You're allowed to do that, once you've activated writeable pagetable mode. Your Xen 3.0 release will then do something like the following:
1) verify that you're writing to an L1 pagetable, and unhook from its parent
L2 table 2) make the page writeable so that the write can succeed
The guest will run for a bit and may now issue further writes without trapping into Xen. If the guest tries to access a virtual memory address within the
range covered by that L1 table then it'll cause a fault during the translation process. This will trap back into Xen, which will:
3) notice that the fault was caused by a pagetable unhooking of the writeable
pagetable code 4) the page is made read only again, and all the changes in that pagetable are revalidated at once. 5) the L1 page is hooked back into the pagetable structure 6) the faulting instruction in the guest is retried; it should now succeed
This process makes it possible for a guest to get the illusion of writing directly to the pagetables but also to benefit from batching of update operations when many changes to the pagetables are being made.
More recent versions of Xen provide the same interface to the guest, but implement a trap-and-emulate approach: Xen traps the write faults and individually validates each attempt to update the pagetables before updating
them on behalf of the guest.
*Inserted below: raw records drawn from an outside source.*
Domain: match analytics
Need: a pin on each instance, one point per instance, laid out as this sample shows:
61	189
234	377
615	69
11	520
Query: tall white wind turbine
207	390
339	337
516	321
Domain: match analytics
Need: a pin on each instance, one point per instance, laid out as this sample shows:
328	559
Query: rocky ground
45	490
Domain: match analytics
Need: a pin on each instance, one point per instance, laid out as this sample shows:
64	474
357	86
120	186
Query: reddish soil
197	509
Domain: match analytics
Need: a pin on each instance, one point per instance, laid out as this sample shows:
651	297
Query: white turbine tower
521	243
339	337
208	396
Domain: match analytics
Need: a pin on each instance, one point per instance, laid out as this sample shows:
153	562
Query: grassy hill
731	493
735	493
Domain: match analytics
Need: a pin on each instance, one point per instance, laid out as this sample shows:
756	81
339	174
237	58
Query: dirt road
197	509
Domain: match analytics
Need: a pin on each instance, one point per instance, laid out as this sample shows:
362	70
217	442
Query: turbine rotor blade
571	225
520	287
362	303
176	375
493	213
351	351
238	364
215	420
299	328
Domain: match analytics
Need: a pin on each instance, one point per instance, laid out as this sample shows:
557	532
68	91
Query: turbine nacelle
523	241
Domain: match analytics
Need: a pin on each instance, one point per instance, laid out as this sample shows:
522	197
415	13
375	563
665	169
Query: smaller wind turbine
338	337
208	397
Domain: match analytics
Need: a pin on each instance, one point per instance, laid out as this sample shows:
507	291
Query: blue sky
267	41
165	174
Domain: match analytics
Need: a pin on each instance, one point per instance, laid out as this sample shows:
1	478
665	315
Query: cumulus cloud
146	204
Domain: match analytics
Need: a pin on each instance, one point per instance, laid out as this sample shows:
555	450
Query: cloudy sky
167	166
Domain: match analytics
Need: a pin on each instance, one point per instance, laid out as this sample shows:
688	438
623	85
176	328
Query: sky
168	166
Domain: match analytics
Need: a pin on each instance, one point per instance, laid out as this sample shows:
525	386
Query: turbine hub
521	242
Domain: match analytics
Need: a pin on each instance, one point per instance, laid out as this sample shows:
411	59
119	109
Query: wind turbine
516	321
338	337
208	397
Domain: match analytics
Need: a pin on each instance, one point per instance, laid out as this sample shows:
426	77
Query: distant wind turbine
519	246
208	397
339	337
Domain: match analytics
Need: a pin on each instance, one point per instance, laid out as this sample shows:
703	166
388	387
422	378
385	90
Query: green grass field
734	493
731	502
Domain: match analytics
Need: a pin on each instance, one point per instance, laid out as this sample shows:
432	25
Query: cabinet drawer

This is faster in the common case of the guest making a small number of updates. The guest can use the explicit batching interface when it wants to update a larger range.
I hope this helps clarify things a bit.
Yep. That clears a lot of stuff. I'll just use a hypercall to update page table entries and not write to them directly.
If you don't mind me asking, why are you using such an old version of Xen? Well, we are building a research OS at our university and the reasons for choosing xen-3.0 are really trivial. Like say - this version installs from binary (debian package) without PAE support. (we don't want to deal with 3-level page tables at this point to keep things simple for one; and then we are going to move to 64-bit anyway after this initial prototype). I could compile newer versions without PAE; I am just being lazy. We're not punting on efficiency at this time. Anything that works is fine for us.
thanks, satya.
Cheers, Mark
-- Dave: Just a question. What use is a unicyle with no seat? And no pedals! Mark: To answer a question with a question: What use is a skateboard? Dave: Skateboards have wheels. Mark: My wheel has a wheel!